山中 『ナミビアの砂漠』までは、まさにその向いてなさを感じていました。やっぱり、監督の振る舞いって正解がないので。どうしたら人に気持ちよく仕事をしてもらえるか、どうしたら思うようなパフォーマンスをしてもらえるか。それって人からは教えてもらえないんですよね。

その結果、自分の性に合わないような振る舞い方もしていました。最初は年齢も若く信頼されていないので、簡単にいうとナメられてしまう。そこでどうすれば自分のやりたいことを相手に具現化してもらえるか考えるほど、居心地の悪い振る舞いをして、居心地の悪い空気になっていく。それがキツかったですね。

──それは経験を積むことでしか、乗り越えられないんですかね。

山中 場数を踏んで体得していくしかないですね。

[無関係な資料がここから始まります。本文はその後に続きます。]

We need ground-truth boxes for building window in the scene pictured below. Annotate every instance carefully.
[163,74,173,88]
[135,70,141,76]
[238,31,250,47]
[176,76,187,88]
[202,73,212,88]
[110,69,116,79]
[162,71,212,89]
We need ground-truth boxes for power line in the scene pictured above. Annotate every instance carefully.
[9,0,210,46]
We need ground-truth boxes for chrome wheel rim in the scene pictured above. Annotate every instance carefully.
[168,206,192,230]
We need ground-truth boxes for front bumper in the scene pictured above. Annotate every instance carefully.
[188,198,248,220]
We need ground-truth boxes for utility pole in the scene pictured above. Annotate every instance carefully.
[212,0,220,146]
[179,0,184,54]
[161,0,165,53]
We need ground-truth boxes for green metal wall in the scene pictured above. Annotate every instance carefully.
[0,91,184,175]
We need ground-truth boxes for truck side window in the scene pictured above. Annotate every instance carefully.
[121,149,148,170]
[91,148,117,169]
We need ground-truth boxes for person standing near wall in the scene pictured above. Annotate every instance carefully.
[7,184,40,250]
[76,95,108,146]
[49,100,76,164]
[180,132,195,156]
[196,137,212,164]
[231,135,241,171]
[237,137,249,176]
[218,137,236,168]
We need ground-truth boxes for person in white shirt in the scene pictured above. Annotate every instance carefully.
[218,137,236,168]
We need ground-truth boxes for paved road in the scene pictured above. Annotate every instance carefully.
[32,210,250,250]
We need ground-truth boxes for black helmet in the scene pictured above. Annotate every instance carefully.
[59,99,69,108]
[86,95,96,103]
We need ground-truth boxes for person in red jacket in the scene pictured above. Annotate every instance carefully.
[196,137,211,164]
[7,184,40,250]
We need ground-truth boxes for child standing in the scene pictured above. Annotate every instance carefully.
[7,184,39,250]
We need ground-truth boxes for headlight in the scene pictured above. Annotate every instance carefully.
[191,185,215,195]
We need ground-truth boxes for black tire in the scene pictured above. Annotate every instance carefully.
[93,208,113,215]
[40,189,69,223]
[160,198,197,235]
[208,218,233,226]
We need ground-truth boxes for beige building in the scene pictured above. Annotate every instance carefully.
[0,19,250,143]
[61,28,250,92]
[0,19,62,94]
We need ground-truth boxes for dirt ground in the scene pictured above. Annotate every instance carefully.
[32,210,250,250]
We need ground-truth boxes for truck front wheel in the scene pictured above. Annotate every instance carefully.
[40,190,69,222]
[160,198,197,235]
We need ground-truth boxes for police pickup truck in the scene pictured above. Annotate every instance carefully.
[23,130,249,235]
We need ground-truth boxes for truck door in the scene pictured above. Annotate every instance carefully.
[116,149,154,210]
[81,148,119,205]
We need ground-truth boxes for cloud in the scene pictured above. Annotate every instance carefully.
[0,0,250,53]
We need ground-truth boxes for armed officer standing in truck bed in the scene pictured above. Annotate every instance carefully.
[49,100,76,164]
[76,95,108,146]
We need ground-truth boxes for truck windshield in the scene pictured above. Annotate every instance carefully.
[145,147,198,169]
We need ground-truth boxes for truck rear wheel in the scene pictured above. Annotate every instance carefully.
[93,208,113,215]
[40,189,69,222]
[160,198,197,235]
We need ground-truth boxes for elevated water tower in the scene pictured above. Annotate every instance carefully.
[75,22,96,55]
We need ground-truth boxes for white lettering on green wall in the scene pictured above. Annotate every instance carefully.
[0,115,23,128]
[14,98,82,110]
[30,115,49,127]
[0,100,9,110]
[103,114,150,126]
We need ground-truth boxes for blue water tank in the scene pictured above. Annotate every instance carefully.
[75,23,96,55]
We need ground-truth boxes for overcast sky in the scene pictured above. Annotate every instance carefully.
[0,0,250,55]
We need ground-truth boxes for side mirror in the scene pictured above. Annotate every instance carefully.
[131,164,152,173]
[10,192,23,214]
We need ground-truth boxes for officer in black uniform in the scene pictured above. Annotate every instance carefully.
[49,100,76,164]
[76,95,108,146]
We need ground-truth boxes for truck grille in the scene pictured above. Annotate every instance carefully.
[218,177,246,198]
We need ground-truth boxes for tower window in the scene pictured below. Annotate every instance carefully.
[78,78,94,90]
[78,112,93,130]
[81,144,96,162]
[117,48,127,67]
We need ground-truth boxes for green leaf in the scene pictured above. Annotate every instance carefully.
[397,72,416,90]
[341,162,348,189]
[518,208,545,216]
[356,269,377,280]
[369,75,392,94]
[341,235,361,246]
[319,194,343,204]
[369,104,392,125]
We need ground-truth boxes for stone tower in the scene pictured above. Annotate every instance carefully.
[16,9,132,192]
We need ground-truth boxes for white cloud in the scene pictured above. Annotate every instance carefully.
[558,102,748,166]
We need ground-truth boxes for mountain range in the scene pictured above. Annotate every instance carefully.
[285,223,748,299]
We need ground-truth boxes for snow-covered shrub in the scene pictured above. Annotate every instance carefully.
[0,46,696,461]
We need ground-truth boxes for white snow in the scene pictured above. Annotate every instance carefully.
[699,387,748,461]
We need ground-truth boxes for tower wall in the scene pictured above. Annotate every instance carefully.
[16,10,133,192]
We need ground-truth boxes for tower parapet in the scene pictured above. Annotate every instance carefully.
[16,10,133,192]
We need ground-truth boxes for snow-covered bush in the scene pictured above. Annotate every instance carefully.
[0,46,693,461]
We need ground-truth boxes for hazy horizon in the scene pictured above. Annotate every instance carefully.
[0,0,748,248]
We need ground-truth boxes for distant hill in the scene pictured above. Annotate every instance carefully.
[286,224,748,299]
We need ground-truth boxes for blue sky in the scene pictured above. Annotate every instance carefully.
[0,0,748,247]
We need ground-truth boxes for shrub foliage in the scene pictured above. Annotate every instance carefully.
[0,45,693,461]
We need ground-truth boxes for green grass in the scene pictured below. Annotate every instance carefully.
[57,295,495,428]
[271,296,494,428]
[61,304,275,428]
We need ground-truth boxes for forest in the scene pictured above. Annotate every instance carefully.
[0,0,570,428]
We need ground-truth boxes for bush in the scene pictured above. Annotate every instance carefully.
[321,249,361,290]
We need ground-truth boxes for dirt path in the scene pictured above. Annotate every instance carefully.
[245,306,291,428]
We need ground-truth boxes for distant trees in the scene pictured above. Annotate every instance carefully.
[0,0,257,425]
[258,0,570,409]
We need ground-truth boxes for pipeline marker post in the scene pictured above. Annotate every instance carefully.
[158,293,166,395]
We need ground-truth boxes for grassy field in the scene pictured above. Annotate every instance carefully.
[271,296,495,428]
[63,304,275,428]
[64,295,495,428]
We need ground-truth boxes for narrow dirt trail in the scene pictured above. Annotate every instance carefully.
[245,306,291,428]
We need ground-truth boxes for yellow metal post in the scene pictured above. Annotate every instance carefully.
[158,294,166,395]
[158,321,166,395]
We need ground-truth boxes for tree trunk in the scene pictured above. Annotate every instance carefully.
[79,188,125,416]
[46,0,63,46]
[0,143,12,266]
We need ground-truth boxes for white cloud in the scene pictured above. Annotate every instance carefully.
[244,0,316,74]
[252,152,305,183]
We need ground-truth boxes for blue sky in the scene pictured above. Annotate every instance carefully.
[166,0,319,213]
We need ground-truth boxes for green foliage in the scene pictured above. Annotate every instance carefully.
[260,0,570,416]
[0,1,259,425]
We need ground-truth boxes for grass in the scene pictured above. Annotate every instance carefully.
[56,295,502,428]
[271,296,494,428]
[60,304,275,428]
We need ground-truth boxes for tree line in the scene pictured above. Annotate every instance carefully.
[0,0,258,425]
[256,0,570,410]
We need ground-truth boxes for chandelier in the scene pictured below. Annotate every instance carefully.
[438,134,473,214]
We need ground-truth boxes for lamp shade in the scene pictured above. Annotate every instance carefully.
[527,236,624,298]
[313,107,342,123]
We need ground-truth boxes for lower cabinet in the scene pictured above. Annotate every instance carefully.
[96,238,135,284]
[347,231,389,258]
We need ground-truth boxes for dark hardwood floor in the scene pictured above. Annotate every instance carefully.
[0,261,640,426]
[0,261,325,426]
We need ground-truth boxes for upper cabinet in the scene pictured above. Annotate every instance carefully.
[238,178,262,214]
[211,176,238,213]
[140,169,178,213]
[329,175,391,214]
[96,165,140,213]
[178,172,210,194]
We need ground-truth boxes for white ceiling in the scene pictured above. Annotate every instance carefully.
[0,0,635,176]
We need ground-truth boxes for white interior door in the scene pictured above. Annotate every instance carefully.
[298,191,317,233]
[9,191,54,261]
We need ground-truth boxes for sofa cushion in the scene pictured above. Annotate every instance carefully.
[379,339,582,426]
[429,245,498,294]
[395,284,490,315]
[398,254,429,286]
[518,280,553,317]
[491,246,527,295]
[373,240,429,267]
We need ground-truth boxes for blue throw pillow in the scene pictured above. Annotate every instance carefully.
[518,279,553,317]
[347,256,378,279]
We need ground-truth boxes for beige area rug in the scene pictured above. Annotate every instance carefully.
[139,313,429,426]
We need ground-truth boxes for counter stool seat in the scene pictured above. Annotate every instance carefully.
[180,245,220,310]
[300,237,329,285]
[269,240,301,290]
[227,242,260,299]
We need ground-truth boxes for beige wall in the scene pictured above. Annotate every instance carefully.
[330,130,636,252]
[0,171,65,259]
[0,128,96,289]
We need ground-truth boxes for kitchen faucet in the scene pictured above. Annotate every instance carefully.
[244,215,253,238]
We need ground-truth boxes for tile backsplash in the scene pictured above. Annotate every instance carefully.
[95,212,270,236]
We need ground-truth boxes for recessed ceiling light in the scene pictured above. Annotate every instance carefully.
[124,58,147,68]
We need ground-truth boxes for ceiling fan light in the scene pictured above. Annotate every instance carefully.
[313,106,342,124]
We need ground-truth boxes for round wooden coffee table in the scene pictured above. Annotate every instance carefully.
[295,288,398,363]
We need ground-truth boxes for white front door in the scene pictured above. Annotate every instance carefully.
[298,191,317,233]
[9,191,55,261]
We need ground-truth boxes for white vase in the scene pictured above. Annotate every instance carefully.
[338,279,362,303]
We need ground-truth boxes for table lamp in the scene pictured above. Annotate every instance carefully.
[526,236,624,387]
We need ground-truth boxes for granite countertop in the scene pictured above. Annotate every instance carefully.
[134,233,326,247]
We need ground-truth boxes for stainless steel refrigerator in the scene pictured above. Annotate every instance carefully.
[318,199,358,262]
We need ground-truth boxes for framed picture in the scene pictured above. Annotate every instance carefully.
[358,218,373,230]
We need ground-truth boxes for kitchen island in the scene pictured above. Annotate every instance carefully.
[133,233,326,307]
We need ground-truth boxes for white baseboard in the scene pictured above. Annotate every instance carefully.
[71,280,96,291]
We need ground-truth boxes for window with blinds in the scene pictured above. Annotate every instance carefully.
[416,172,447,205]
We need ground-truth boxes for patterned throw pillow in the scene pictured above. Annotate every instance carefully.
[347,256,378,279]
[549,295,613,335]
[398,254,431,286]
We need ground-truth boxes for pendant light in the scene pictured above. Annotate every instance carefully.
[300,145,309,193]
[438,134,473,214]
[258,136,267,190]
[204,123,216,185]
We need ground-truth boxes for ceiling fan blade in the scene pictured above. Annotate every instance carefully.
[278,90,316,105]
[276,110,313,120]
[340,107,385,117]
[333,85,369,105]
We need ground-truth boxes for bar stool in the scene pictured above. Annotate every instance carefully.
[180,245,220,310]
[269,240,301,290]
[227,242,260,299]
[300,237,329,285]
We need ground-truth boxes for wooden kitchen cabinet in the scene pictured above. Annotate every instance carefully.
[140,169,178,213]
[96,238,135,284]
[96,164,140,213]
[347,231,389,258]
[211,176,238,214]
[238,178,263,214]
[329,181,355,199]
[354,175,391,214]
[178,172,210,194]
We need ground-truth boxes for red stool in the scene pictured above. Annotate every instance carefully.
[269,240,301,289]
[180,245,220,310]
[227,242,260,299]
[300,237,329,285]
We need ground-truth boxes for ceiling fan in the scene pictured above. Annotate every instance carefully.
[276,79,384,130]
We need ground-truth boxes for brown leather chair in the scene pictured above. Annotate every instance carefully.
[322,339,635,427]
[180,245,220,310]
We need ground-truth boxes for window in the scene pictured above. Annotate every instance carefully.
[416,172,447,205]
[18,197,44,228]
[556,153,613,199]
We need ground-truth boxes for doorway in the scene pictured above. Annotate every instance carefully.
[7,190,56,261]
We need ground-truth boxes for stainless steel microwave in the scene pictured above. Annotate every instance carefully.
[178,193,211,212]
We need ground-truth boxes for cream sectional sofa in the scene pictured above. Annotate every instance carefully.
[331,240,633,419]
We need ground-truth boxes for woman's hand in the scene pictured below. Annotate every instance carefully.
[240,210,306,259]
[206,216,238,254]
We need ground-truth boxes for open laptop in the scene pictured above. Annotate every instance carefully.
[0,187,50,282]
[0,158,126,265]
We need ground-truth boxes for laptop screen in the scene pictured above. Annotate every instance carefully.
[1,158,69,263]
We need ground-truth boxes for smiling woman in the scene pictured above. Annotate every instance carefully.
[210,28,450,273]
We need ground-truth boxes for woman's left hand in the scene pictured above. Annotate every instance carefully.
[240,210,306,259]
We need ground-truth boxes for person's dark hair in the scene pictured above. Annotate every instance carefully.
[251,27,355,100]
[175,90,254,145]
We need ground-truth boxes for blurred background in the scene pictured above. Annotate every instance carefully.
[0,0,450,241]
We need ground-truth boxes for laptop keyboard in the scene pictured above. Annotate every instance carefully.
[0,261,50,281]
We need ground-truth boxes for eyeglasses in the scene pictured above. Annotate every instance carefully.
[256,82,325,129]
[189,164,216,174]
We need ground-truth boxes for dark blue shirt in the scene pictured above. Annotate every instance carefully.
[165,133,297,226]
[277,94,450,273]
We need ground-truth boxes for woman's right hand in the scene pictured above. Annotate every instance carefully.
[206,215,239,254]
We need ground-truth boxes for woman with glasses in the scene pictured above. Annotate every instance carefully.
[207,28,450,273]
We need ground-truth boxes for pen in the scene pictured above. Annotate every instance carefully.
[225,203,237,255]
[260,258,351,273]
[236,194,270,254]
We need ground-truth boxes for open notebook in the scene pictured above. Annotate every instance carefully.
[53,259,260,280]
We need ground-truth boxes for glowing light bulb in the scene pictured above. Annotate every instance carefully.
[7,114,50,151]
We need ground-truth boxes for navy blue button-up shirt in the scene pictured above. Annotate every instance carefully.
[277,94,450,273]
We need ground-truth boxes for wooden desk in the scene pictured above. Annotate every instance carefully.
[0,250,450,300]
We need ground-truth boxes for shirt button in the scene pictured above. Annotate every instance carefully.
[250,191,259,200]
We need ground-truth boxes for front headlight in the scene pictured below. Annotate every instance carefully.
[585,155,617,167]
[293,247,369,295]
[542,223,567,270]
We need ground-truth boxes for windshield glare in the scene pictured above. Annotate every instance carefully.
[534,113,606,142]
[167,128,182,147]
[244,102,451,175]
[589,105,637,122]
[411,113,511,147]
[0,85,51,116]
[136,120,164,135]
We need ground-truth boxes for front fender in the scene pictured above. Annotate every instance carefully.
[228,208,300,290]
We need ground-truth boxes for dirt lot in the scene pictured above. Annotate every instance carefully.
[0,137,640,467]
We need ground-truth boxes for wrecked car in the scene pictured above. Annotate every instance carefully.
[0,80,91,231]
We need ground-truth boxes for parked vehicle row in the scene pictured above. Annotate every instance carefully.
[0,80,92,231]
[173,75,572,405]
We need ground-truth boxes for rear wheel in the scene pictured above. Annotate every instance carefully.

でも、頭で考えてもしょうがないから、難しいことは考えないようにしようとしたんですけど、コロナ禍になって本当に無理かもしれないと思ってしまって。一切現場の仕事はやらずに自分と密に向き合ったことで、「(監督を)辞めたいかも」と思うようになっていたんですね。ただ、そのあとに少し年上の女性プロデューサーからドラマのお仕事をいただいたんです。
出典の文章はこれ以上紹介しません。